Canada from 1968 to 1988

By | January 9, 2022

The history of Canada from 1968 to 1988 was characterized by the presence on the political scene of two men, PE Trudeau and R. Lévesque. Trudeau, Federal Prime Minister from April 1968 to June 1979 and from March 1980 to June 1984, personified the idea of ​​a single Canada, based on the languages ​​of the two founding components, English and French, and strongly oriented towards Ottawa, the federal capital.

Lévesque, prime minister of the province of Quebec from November 1976 to June 1985, was the one who, by leading the Part Québécois (with a pro-independence tendency) to victory and explicitly threatening the exit of Quebec from the Canadian federation, imposed parity for Canadian French speakers. theoretical at the level of decision-making with English speakers and restored control of their province to the French speakers of Quebec. As a reaction, Lévesque indirectly favored a centrifugal trend in the other provinces with respect to the centralization desired by Trudeau.

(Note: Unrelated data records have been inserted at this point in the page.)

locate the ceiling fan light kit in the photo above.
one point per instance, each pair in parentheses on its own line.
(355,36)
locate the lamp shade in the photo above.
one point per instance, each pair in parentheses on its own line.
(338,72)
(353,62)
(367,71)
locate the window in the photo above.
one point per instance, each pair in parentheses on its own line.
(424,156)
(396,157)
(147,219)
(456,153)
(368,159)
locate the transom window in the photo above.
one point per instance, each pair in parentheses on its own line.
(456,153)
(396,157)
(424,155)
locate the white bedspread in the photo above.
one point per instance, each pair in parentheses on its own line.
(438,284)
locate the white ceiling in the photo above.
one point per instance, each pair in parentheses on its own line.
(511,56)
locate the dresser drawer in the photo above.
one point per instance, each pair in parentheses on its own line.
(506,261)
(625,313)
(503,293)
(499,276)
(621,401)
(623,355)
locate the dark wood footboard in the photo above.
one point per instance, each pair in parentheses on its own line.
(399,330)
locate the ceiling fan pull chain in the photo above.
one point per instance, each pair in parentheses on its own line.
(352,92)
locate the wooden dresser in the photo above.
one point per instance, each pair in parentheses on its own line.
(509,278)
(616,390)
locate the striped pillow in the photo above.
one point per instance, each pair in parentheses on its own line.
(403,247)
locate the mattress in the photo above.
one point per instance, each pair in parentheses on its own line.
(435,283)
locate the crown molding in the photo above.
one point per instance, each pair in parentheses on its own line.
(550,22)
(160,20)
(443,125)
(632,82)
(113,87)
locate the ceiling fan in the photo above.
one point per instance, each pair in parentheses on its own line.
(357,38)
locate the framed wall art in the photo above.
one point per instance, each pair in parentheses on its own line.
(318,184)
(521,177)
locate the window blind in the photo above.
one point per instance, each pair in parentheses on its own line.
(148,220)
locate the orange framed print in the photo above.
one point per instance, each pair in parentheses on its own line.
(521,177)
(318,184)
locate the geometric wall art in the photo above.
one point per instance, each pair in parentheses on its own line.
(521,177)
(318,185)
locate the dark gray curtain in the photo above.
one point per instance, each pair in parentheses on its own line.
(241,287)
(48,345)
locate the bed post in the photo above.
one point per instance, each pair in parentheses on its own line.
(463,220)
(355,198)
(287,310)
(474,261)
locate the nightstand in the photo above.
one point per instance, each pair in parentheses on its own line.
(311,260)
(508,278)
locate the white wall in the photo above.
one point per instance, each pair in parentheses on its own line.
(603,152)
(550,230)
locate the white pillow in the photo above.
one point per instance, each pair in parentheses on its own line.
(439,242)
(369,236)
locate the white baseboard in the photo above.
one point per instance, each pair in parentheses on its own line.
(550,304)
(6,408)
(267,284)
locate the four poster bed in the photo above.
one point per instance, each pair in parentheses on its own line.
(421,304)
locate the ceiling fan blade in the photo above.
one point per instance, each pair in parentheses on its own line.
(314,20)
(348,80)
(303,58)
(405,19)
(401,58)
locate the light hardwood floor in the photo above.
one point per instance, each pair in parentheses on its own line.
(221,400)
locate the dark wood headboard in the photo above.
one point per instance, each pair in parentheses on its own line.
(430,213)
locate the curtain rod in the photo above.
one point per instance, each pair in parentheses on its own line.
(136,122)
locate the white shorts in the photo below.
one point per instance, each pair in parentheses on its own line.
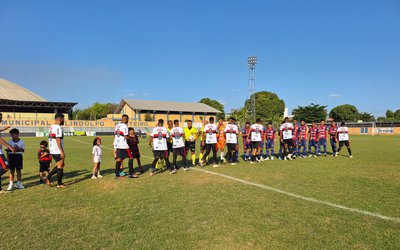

According to microedu, the linguistic story and the Quebec issue dominated the Canadian scene throughout the 1970s. Among the results of the Royal Commission of Inquiry on Bilingualism and Biculturalism (1963-71) was the Law on Official Languages ​​(1969), the cornerstone of the first Trudeau government, which established the parity of the two languages ​​and made bilingualism compulsory in all. federal or supra-provincial acts. Even if the law has had its opponents and does not include the languages ​​of other linguistic minorities, its results can be said to be remarkable. By the end of the 1970s, no politician or federal official at the executive level could exempt himself from a functional knowledge of both languages.

For its part, Quebec, within a series of measures to protect the French language, approved Law 101 (1977), also known as Charte de la Langue française, which recognized French as the only official language of the province (also in the courts) and made it compulsory for all, except for a minority group of exclusively English-speaking families, education in French. Law 101 also had important results, especially as regards the integration of new immigrants into an almost entirely French-speaking system of life.

The referendum proposed by Lévesque to the Québec voters (May 20, 1980) saw 60% of the voters opposed to the independence option, which in itself was not explicitly mentioned in the formulation of the referendum proposal. The defeat of Parti Québécois closed a chapter not only in the history of the province but also in that of Canada. Lévesque resigned (June 1985), and his successor, P.-M. Johnson (provincial prime minister since September), was defeated in the following elections (December 1985) by the liberal R. Bourassa, former prime minister from April 1970 to November 1976.

Trudeau resigned in June 1984 and his successor, J. Turner, prime minister from June to September 1984, could do nothing against the victory of the conservatives led by B. Mulroney. In many provinces the parties traditionally in power gave way to the opposition: the case of Ontario is sensational, where the conservatives in May 1985 registered the end of an absolute domination, which lasted 42 years.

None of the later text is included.